Edward began working at the shop in 1982 as a full-time technician and decided to take over the operation in 1986 when the owner decided to retire.

“I had a choice of either losing my job or taking over the garage, and I decided to take the challenge of owning and operating the facility,” he says with a smile. “I was very lucky that I was successful right in the first few months of taking over, and I’ve been able to grow the business since then.”

Success Built on Reputation

Edward says his location has proven to have some unique challenges for running an automotive service operation. While many shop owners use newspaper advertising, signage and flyers to generate needed business, Edward discovered that such traditional advertising has little traction where he is. Instead, success and growth comes from trust.

“People here know that you are trustworthy and do good, solid work,” he adds. “Once they know that, they will bring their business to you and will recommend you to others. This is a business that is built on trust and grows because of trust and quality work.”

To prove his point, Edward tells a story of how he once sent out nearly a thousand flyers to see if he could generate new business. “I only got two cars to come into the shop from that advertising. What I have learned over my many years here is that traditional advertising just does not work.”

Edward explains that he sees this as an overall trend in the service industry as a whole, not one restricted to just vehicle repair. People want to build a relationship with a trusted partner, someone who will be honest with them about what they need. A low-cost oil change, for example, is not enough to build a relationship with a customer that then translates into repeat business.

“People treat me as a trusted friend and I treat their vehicles as if they were my own cars,” Edward adds. “When I do an oil change, I will also do an inspection and make sure we look up all manufacturers’ recommended service work and recommend that we do that work to the customer. In that way, we build trust with vehicle owners that we are here to help them and to keep their vehicles in good working order.”

Edward has also built profitable relationships with other service providers in the area.

“I like to create a win-win situation for businesses which I work with,” Edward says. “There is a Mr. Lube at the corner of Spadina and Eglinton Ave., and I give them free technical support if there is a problem with one of their customer’s vehicles.

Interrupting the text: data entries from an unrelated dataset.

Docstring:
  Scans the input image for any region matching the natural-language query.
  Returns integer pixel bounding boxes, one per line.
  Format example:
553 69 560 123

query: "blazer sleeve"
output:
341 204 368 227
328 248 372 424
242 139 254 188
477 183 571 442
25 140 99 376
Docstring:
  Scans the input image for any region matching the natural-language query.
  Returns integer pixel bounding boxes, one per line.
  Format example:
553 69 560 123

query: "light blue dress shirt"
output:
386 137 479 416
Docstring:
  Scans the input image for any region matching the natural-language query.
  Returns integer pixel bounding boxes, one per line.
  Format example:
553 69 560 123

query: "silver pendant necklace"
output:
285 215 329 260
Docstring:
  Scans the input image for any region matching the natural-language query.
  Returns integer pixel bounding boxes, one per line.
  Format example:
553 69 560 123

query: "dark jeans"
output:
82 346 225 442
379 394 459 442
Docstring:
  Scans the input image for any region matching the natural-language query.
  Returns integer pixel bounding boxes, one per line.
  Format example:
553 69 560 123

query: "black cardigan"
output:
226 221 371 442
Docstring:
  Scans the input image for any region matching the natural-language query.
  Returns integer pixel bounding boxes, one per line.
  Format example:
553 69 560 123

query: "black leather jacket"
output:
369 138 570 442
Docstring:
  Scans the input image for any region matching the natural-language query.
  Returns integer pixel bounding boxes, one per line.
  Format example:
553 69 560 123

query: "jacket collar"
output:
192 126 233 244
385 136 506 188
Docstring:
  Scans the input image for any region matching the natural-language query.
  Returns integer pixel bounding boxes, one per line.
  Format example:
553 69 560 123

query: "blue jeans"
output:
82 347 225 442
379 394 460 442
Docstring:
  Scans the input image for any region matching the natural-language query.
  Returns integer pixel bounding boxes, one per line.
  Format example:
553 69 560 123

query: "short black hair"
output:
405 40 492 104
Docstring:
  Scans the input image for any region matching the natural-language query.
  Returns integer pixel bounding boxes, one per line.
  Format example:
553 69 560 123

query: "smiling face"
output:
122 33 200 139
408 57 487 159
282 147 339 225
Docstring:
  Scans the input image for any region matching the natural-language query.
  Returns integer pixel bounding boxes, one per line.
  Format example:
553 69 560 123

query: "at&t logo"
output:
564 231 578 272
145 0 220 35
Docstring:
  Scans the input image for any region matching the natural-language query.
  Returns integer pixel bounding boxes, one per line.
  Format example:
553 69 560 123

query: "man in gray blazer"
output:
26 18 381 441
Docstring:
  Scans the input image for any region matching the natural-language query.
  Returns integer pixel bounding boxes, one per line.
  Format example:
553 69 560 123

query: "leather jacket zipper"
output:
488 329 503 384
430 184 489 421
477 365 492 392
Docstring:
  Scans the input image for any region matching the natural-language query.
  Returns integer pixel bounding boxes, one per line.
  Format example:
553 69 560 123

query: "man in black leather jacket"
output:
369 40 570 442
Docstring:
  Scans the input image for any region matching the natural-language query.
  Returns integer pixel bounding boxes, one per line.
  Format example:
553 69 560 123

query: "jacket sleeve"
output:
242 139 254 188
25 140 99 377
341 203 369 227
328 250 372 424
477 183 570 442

“I know a very good bodyshop and I helped its owner build up his bodyshop business as I sent my customers to him for any needed vehicle bodywork. He uses high-quality parts and does excellent work, all of which builds a good relationship with my customers for him and for me.

“In the automotive business, we often hear about competition between shops. If we work together, the future of this industry will be bright.”

One of the biggest challenges facing Edward and his staff is the increasing complexity of today’s vehicle technology. More vehicles today are relying on complex computer controls and electronics to operate engines and transmissions; and even simple service work now requires re-flashing of the ECM.

“Everything is becoming high-tech, including such service-maintenance jobs as the oil change,” Edward explains. “Today, you spend a lot of time resetting vehicle electronics. I have one technician who has a lot of experience with vehicle electronics and has a background in computers. He has been a tremendous help in keeping us up-to-date on the electronics and computer technologies in today’s vehicles. I also have another fully-licensed mechanic and three apprentices, as well as a part-time technician. We are incredibly busy.”

Finding New Technicians

Another challenge that comes from the increasing vehicle complexity is finding qualified technicians who can work on the vehicles. Part of that is that many young people are not interested in taking up the trade.

“Few young people today are entering the trade and once they have finished their apprenticeship and have gotten their license, they still have a long way to go to begin working on today’s vehicles. Today’s technician has to be ready for constant training and learning new systems,” Edward adds.